Минуту спустя медсестра назвала мою фамилию, уточнила, кем мне доводится Марни, и попросила связаться с ее родными. Она сказала: Марни в критическом состоянии. Я узнал номер ее родителей через Питтсбургскую справочную. П-у-у-с-е-м-п, единственные Пуусемпы в Питтсбурге. Марни что-то там говорила о музее Уорхола. Я пребывал на грани между всепоглощающей истерикой и жутким хладнокровием. Обе крайности внушали стойкое отвращение. Если я не плакал, то чувствовал себя последней скотиной. Когда же принимался рыдать, то опасался, как бы не вошла сестра и не увидела меня таким — трясущимся и разваленным.

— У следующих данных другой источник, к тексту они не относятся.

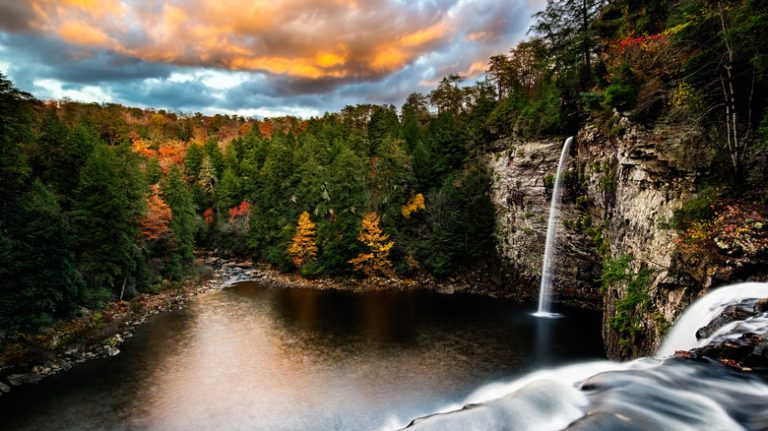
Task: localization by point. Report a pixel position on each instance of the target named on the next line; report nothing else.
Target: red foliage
(155, 222)
(171, 153)
(266, 128)
(239, 211)
(208, 215)
(630, 42)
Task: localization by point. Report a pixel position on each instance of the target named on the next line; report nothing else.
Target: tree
(183, 223)
(109, 202)
(303, 246)
(207, 180)
(448, 96)
(383, 124)
(376, 261)
(38, 279)
(15, 130)
(566, 28)
(414, 114)
(415, 204)
(154, 224)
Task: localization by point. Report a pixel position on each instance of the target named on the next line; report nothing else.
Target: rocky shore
(737, 338)
(29, 358)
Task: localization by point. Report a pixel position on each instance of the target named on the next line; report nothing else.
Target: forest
(103, 201)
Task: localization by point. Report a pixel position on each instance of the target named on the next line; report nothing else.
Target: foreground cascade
(550, 246)
(687, 391)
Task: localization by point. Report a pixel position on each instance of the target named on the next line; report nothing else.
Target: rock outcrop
(621, 194)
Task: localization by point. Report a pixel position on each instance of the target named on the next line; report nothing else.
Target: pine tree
(376, 262)
(38, 280)
(109, 202)
(178, 196)
(303, 247)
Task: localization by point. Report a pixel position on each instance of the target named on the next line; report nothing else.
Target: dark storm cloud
(294, 56)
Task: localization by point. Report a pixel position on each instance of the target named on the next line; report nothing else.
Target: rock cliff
(621, 191)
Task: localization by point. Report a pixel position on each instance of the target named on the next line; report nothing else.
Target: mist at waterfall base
(664, 392)
(550, 245)
(257, 358)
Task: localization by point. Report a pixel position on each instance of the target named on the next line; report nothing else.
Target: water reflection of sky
(258, 358)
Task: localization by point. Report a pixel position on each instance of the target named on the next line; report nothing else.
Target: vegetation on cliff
(105, 201)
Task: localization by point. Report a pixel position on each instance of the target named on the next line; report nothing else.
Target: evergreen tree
(38, 279)
(184, 223)
(108, 204)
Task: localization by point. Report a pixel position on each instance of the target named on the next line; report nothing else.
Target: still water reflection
(259, 358)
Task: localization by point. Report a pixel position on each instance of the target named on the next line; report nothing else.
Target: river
(253, 357)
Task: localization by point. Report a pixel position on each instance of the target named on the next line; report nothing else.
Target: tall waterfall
(649, 393)
(547, 269)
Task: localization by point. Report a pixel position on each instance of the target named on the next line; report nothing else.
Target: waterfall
(547, 269)
(682, 336)
(648, 393)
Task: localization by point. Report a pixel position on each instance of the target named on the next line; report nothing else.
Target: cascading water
(682, 336)
(547, 268)
(665, 392)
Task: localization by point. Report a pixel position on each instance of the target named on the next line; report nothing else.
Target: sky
(256, 58)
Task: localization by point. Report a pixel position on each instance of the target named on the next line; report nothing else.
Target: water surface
(259, 358)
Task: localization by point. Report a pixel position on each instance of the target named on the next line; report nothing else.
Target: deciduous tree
(303, 246)
(376, 261)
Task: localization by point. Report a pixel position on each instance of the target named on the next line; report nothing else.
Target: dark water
(258, 358)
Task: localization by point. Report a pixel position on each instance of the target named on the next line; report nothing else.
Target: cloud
(253, 55)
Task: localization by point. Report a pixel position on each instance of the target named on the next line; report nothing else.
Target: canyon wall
(621, 192)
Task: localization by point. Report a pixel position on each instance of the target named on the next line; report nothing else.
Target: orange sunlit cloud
(284, 37)
(251, 57)
(83, 34)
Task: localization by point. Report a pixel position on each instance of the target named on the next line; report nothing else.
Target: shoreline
(30, 358)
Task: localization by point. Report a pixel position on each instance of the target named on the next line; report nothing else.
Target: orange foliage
(239, 211)
(266, 128)
(208, 215)
(303, 247)
(141, 147)
(244, 129)
(414, 204)
(171, 153)
(154, 224)
(739, 230)
(377, 260)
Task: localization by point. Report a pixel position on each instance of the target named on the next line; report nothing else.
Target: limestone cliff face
(620, 193)
(523, 174)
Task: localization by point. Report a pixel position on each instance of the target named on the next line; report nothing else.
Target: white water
(550, 246)
(700, 313)
(649, 393)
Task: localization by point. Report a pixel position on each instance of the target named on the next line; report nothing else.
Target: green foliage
(699, 208)
(37, 268)
(635, 303)
(109, 200)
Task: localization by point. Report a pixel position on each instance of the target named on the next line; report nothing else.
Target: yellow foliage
(415, 204)
(377, 260)
(303, 247)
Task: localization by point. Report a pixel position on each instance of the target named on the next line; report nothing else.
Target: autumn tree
(154, 224)
(376, 261)
(303, 246)
(565, 26)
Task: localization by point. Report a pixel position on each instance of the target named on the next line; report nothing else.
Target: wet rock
(731, 313)
(761, 306)
(24, 379)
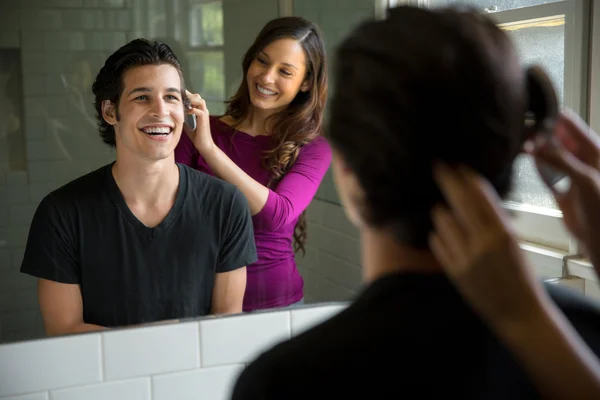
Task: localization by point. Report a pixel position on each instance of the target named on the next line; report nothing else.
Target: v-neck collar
(148, 233)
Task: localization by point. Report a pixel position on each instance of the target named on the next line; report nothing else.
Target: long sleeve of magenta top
(273, 281)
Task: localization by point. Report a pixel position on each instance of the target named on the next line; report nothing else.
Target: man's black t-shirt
(406, 336)
(84, 233)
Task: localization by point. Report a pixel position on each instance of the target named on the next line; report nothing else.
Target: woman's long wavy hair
(300, 122)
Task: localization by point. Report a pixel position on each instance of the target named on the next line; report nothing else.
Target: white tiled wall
(190, 360)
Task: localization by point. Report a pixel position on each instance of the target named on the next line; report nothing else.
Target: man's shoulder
(203, 186)
(574, 304)
(276, 370)
(583, 313)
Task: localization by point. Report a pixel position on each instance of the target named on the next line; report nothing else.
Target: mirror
(49, 58)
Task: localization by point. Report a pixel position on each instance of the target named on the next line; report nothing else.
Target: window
(552, 33)
(205, 55)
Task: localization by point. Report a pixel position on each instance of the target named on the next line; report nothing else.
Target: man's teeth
(155, 130)
(265, 91)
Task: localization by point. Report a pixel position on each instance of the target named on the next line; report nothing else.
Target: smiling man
(142, 239)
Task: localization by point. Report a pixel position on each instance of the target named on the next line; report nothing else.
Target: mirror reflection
(93, 206)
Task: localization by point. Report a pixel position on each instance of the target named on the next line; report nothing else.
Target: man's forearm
(79, 328)
(557, 360)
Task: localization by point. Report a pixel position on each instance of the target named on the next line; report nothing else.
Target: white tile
(135, 389)
(346, 274)
(34, 396)
(206, 383)
(145, 351)
(239, 339)
(304, 319)
(49, 364)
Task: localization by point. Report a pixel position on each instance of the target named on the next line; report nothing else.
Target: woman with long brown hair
(269, 144)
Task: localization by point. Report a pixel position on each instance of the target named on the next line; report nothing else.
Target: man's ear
(109, 112)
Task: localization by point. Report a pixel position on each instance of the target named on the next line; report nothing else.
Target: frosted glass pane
(541, 43)
(501, 5)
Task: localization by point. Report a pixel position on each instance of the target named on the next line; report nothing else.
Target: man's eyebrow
(138, 90)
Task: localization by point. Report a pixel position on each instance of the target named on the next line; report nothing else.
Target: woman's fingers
(196, 100)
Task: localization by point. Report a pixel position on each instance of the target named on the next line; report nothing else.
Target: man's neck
(383, 255)
(146, 183)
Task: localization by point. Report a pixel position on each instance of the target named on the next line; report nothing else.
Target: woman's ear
(306, 85)
(109, 112)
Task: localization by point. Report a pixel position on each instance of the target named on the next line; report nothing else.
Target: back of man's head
(419, 87)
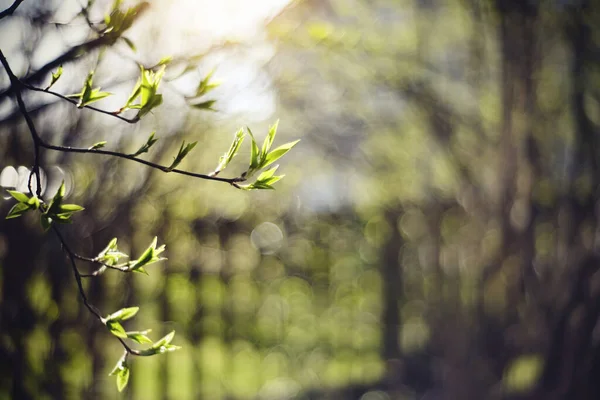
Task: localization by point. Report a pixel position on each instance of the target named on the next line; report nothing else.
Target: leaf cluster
(55, 211)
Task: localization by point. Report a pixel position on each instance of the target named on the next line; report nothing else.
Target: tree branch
(10, 10)
(71, 254)
(74, 102)
(66, 149)
(16, 85)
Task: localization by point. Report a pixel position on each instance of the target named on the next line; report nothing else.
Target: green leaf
(254, 152)
(17, 210)
(267, 174)
(54, 205)
(164, 61)
(33, 202)
(116, 329)
(164, 340)
(137, 89)
(122, 378)
(149, 256)
(278, 153)
(181, 154)
(55, 77)
(145, 92)
(146, 146)
(226, 158)
(139, 336)
(129, 43)
(269, 139)
(121, 371)
(70, 208)
(205, 105)
(45, 221)
(123, 314)
(19, 196)
(98, 145)
(95, 96)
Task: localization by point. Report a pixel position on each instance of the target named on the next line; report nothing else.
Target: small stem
(16, 85)
(63, 97)
(72, 255)
(66, 149)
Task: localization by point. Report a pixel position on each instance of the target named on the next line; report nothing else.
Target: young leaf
(269, 139)
(205, 105)
(267, 174)
(122, 314)
(121, 371)
(70, 208)
(146, 146)
(183, 151)
(149, 256)
(164, 340)
(20, 197)
(129, 43)
(254, 152)
(33, 203)
(122, 378)
(161, 346)
(17, 210)
(55, 77)
(56, 200)
(163, 61)
(226, 158)
(278, 153)
(88, 94)
(116, 329)
(98, 145)
(139, 336)
(45, 221)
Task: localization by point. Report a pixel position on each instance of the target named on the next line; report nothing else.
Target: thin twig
(16, 84)
(103, 266)
(74, 102)
(66, 149)
(37, 143)
(72, 255)
(10, 10)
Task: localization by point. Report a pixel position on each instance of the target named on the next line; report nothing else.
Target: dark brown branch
(70, 55)
(10, 10)
(231, 181)
(103, 266)
(16, 85)
(71, 254)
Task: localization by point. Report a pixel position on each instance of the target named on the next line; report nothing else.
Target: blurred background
(436, 235)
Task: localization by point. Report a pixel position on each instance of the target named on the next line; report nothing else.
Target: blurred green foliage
(426, 238)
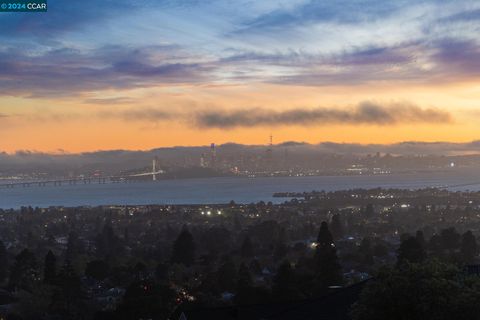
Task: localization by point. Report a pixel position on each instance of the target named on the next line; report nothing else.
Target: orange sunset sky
(190, 73)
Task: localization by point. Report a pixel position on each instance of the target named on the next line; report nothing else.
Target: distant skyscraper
(269, 154)
(213, 155)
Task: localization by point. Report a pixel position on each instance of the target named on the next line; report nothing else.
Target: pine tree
(336, 227)
(410, 251)
(246, 251)
(3, 262)
(50, 268)
(184, 248)
(226, 275)
(24, 271)
(284, 286)
(468, 247)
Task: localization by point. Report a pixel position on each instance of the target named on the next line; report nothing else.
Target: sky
(99, 75)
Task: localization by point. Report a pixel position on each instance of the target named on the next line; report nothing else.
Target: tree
(24, 271)
(145, 299)
(336, 226)
(366, 251)
(428, 291)
(69, 299)
(50, 268)
(328, 270)
(284, 286)
(108, 244)
(226, 276)
(184, 248)
(420, 239)
(369, 211)
(244, 286)
(410, 251)
(3, 262)
(449, 239)
(246, 251)
(281, 248)
(468, 247)
(73, 246)
(97, 269)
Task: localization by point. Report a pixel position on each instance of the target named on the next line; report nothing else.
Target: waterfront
(221, 190)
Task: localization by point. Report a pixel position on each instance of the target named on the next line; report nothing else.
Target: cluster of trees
(448, 245)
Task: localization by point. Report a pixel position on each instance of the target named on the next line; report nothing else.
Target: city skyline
(138, 75)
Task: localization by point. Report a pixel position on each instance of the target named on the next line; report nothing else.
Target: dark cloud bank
(364, 113)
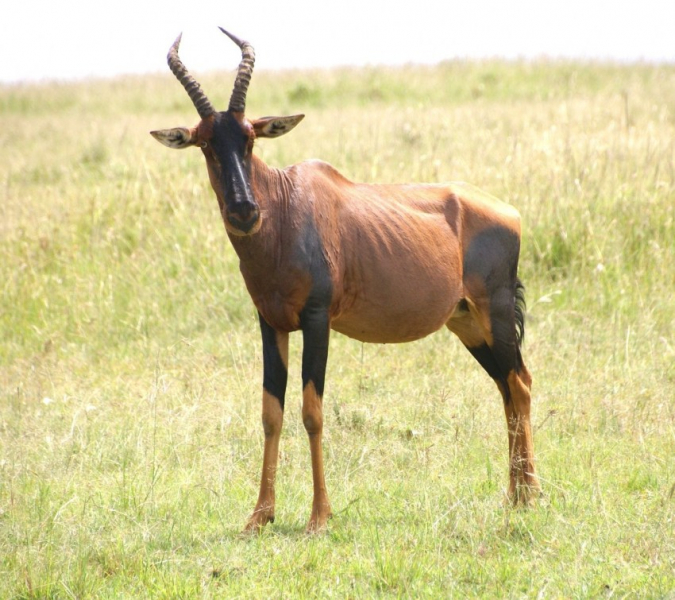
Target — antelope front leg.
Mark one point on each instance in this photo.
(315, 330)
(275, 366)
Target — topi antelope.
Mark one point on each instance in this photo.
(379, 263)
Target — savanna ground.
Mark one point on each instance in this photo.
(130, 366)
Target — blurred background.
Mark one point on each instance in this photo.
(73, 39)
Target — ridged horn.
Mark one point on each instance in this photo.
(194, 90)
(238, 98)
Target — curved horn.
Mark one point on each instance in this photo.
(194, 90)
(238, 98)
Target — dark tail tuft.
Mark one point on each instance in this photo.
(520, 312)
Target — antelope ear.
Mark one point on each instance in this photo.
(275, 126)
(178, 137)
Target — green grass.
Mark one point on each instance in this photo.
(130, 367)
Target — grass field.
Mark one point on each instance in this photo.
(130, 367)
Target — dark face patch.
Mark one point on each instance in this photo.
(229, 149)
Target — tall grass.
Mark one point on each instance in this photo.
(130, 443)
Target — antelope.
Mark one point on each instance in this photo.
(378, 263)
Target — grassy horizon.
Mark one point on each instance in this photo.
(130, 367)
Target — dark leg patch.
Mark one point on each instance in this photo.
(275, 374)
(486, 358)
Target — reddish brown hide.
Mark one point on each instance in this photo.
(379, 263)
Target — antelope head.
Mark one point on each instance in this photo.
(226, 139)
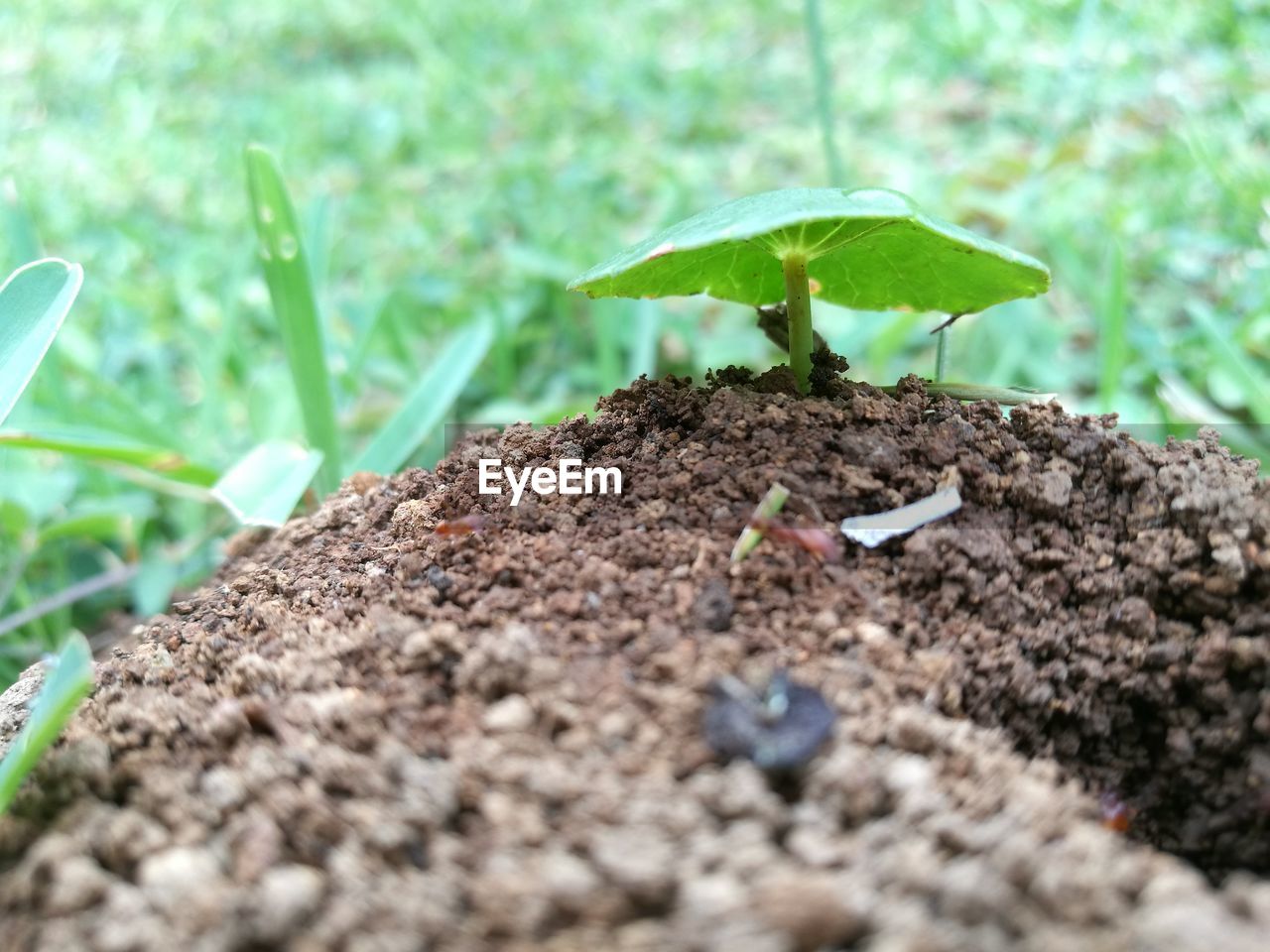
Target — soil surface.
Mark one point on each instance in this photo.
(366, 735)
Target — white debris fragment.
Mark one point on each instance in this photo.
(871, 531)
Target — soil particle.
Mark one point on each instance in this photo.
(368, 737)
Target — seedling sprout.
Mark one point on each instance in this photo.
(867, 249)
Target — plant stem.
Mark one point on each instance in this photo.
(822, 81)
(769, 507)
(798, 302)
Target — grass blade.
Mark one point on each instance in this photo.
(286, 272)
(1112, 344)
(66, 684)
(431, 400)
(107, 451)
(263, 488)
(33, 303)
(1236, 363)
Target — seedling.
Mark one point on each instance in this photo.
(867, 249)
(771, 503)
(779, 728)
(812, 539)
(462, 526)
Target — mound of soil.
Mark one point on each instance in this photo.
(370, 737)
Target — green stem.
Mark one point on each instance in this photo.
(767, 508)
(798, 302)
(822, 80)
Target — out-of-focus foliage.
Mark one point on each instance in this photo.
(456, 162)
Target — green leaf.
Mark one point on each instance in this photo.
(33, 303)
(263, 488)
(286, 271)
(867, 249)
(68, 682)
(105, 449)
(431, 400)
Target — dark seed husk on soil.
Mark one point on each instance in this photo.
(366, 737)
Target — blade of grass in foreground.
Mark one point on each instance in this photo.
(67, 682)
(286, 271)
(263, 488)
(33, 303)
(431, 400)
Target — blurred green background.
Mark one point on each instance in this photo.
(456, 160)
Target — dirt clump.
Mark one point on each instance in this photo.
(367, 737)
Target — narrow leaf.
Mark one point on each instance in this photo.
(33, 303)
(431, 400)
(264, 486)
(67, 682)
(286, 271)
(109, 451)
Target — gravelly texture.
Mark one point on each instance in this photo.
(366, 737)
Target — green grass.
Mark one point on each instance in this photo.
(451, 166)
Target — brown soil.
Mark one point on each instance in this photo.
(367, 737)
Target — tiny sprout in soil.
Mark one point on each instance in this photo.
(867, 249)
(462, 526)
(779, 729)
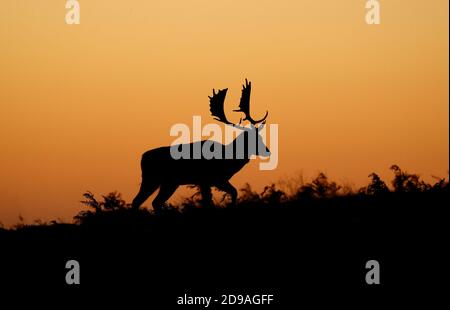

Еще прежде, чем я успел позвонить, кто-то постучал в дверь. Женский голос сообщил, что меня желает видеть главный врач. В следующее мгновение я уже был в коридоре. Я был горд тем, что владыка этой больницы желает что-то сказать или спросить. Я словно был послом из государства Марни…
Врач оказался плотным невысоким человечком с уверенным взглядом. Он назвался Джоном Смитом, и мы пожали друг другу руки. Доктор сказал, что ему пришлось просверлить у Марни в голове два отверстия, дабы уменьшить внутричерепное давление. У нее была серьезная опухоль. Марни могла умереть. Меня начал разбирать истерический смех. Отверстия? Просверлил? Я не мог себе это представить. Что ему Марни — деревяшка, что ли? Не слишком ли примитивно для моего друга? Я тупо смотрел на доктора. Возможно, я сказал ему «спасибо»… Сестра отвела меня обратно, в комнату с телефоном, и две минуты спустя я уже беседовал с миссис Пуусемп. Я сказал, что Марни упала, катаясь на лыжах, и получила серьезные травмы, что врач просверлил две дыры у нее в голове и что ее по воздуху доставят в Рено, поскольку это слишком сложный случай для маленькой горной больницы. Миссис Пуусемп была само спокойствие. Она записала номер моего телефона, повесила трубку, позвонила мужу, а затем перезвонила мне — одновременно с мужем, говорящим по параллельной линии. Он хотел знать, не вытекли ли у Марни мозги. Я сказал: нет. Все на месте. Просто теперь у нее две дырки в черепе.